Une stratégie à « double tranchant »

« Sur la forme, Nicolas Sarkozy utilise le procédé de la généralisation », note tout d’abord le politologue Thomas Guénolé. « Avec cette interview, il explique être au centre d’une conspiration judiciaire où tous les juges, dans leur ensemble, font tout pour l’abattre ». Cette prise de parole s’adresse et vise à conforter son électorat en le présentant comme opposant numéro 1 du pouvoir, dans l’optique de la primaire puis de la présidentielle.

Mais « si certaines procédures judiciaires à l’encontre de Nicolas Sarkozy peuvent être effectivement abusives, cela ne veut pas dire que l’on n’a rien à se reprocher », précise Thomas Guénolé, qui évoque « la bombe Bygmalion ». Cette stratégie de victimisation adoptée par Nicolas Sarkozy est par ailleurs « à double tranchant ». « Apparaître une nouvelle fois dans l’actualité judiciaire peut lasser et porter préjudice à Nicolas Sarkozy », estime Thomas Guénolé.

Ses protestations n’influent pas sur son image

Les protestations de Nicolas Sarkozy à l’égard de la justice ou du pouvoir ne vont pas modifier son image auprès des Français, estime de son côté Erwan Lestrohan, directeur d’études à l’institut BVA. « Nicolas Sarkozy a une image très construite auprès des Français qui le connaissent bien depuis son passage au ministère de l’Intérieur ».
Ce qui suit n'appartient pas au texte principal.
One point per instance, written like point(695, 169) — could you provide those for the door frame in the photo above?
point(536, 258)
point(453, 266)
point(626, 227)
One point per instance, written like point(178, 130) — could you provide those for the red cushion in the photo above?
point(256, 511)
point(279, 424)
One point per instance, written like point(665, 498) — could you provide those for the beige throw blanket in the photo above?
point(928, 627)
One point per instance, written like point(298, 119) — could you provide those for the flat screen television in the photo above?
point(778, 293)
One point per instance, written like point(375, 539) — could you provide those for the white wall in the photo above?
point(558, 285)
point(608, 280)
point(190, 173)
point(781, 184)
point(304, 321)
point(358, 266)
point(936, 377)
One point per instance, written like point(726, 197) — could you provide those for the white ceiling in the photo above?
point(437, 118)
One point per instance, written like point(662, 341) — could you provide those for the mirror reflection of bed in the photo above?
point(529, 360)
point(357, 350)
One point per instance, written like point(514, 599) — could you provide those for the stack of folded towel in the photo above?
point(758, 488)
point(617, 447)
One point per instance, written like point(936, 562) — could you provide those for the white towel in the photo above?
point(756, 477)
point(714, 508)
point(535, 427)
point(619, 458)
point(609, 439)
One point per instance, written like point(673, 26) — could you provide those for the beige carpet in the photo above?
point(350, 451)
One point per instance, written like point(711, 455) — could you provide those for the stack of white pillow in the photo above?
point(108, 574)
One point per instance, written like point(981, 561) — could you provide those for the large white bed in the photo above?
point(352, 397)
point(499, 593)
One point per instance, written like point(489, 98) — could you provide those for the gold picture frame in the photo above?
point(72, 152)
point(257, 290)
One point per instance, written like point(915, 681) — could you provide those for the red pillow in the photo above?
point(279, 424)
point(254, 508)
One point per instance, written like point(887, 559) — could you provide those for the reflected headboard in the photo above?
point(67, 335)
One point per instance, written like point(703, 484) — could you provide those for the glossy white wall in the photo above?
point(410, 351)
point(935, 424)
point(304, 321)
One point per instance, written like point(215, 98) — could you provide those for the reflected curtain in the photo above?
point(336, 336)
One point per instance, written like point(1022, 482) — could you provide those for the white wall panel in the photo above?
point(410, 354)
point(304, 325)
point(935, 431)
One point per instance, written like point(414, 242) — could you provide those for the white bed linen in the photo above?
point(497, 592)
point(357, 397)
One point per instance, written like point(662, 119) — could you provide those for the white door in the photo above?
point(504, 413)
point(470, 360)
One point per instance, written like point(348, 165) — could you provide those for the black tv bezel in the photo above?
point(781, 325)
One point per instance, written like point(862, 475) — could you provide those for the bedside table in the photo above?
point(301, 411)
Ces derniers événements, ponctuels, ne peuvent perturber cette « image très construite, mais aussi clivante », explique le sondeur. « Hors de sa base partisane, qui est toujours large et lui assure une présence au premier tour d’une élection présidentielle, il y a une grande défiance à son égard dans le reste de la population », ajoute-t-il. L’image de l’ancien chef de l’Etat ne devrait donc pas être bouleversée par cette dernière polémique.